There is a perfect spoof Kiplingesque line: 'I'm the Mentor of banana-finMgered men!' (one worthy of the late, great comic poet Gavin Ewart, who specialised in such morsels). There is, finally, the persistent habit of wrenching commonsensical, even platitudinous, maxims from unlikely contexts and delivering them as though they were profound truths:

I will make you I know your left hand from your right.
I will teach you not to drink about your biz.
I’m the only temperance advocate in sight!
I am all the Education Act there is!
Janet Montefiore writes: 'I'm sure Harry's right about 'The Banjo', but I've also always thought this poem looks back to the "The Secret of the Machines", as well':
...We can neither love nor pity nor forgive,
If you make a slip in handling us, you die...
We are everything on earth—except The Gods'...

Notes on the text

[Title] In some earlier editions also known as "The Song of the Motor".

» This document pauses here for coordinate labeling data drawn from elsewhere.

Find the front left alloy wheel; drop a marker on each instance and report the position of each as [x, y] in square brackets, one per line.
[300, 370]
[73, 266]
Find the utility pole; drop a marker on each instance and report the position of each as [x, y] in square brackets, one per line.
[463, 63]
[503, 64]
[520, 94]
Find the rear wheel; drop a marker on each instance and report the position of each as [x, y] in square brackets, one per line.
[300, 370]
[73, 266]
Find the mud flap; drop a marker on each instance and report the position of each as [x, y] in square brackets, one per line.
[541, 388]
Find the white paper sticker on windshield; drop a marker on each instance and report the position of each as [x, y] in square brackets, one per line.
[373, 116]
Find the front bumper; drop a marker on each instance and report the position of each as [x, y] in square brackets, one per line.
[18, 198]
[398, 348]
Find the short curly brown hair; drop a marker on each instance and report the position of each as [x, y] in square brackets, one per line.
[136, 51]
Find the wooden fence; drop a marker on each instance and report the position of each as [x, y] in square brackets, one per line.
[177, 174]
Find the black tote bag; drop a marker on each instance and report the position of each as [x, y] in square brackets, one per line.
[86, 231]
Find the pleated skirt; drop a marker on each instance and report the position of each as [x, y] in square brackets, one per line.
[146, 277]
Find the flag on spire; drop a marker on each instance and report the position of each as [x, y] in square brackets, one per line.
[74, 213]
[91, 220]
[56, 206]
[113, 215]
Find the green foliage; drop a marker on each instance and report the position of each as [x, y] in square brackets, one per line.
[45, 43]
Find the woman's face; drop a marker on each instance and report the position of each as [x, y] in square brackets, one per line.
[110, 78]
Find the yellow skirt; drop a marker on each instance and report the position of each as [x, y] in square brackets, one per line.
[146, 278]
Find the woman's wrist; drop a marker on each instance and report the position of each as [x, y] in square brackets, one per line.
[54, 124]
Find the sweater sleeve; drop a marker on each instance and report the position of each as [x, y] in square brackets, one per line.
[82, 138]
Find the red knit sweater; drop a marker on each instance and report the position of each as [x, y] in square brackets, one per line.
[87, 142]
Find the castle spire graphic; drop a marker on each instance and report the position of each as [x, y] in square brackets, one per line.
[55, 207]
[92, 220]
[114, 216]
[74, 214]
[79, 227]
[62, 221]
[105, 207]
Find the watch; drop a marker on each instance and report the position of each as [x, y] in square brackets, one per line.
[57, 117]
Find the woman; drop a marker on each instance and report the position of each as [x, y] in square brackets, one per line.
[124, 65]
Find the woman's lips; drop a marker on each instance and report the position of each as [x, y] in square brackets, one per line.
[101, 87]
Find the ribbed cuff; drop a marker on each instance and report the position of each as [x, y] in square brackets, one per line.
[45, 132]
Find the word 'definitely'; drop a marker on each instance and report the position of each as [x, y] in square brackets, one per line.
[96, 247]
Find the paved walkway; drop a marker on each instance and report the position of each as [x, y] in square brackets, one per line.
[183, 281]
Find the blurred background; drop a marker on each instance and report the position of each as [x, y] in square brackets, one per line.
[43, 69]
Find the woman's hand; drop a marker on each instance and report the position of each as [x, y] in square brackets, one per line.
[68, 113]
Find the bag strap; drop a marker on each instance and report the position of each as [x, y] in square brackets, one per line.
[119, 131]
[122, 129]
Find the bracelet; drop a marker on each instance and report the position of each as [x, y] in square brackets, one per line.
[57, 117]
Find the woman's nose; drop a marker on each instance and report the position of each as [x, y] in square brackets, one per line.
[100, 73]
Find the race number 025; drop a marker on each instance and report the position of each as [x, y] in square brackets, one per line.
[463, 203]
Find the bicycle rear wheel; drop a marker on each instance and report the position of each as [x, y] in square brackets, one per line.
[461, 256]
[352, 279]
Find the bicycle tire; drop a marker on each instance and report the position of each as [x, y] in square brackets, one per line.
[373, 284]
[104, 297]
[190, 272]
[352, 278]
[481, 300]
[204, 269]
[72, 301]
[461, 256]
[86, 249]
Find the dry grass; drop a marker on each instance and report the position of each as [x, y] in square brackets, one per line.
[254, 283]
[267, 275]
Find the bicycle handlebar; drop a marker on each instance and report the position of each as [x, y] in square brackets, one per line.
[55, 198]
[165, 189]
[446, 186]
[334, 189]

[Line 1] groom an Arab with a file rub a thoroughbred horse down with an abrasive instrument – or any horse, for that matter

[Line 2] tension-spring a mule a mule is the offspring of a donkey and a mare, but we have no information on the tension-spring.

[Line 3] brumby a wild horse in Australia, descended from escaped or lost horses, dating back to the first European settlers.

See “Her Majesty’s Servants” The Jungle Book p. 262, lines 7/8, in which Billy the mule, feeling insulted by the Troop Horse says: 'My father was a Southern Gentleman, and he could pull down and bite and kick into rags every horse he came across. Remember that, you big brown brumby.' Brumby means wild horse without any breeding.

[Line 6] grade the degree of slope on a road or railway. A grade of one in ten rises (or falls) one foot for every ten feet travelled. This is the the American usage for what is called 'gradient' in the United Kingdom.

[Line 11] temperance advocate Someone advising others not to drink alcohol.

[Line 12] Education Act probably the 1870 Education Act establishing School Boards to be elected by ratepayers in each district of the United Kingdom. The Poet is the only source of wisdom here.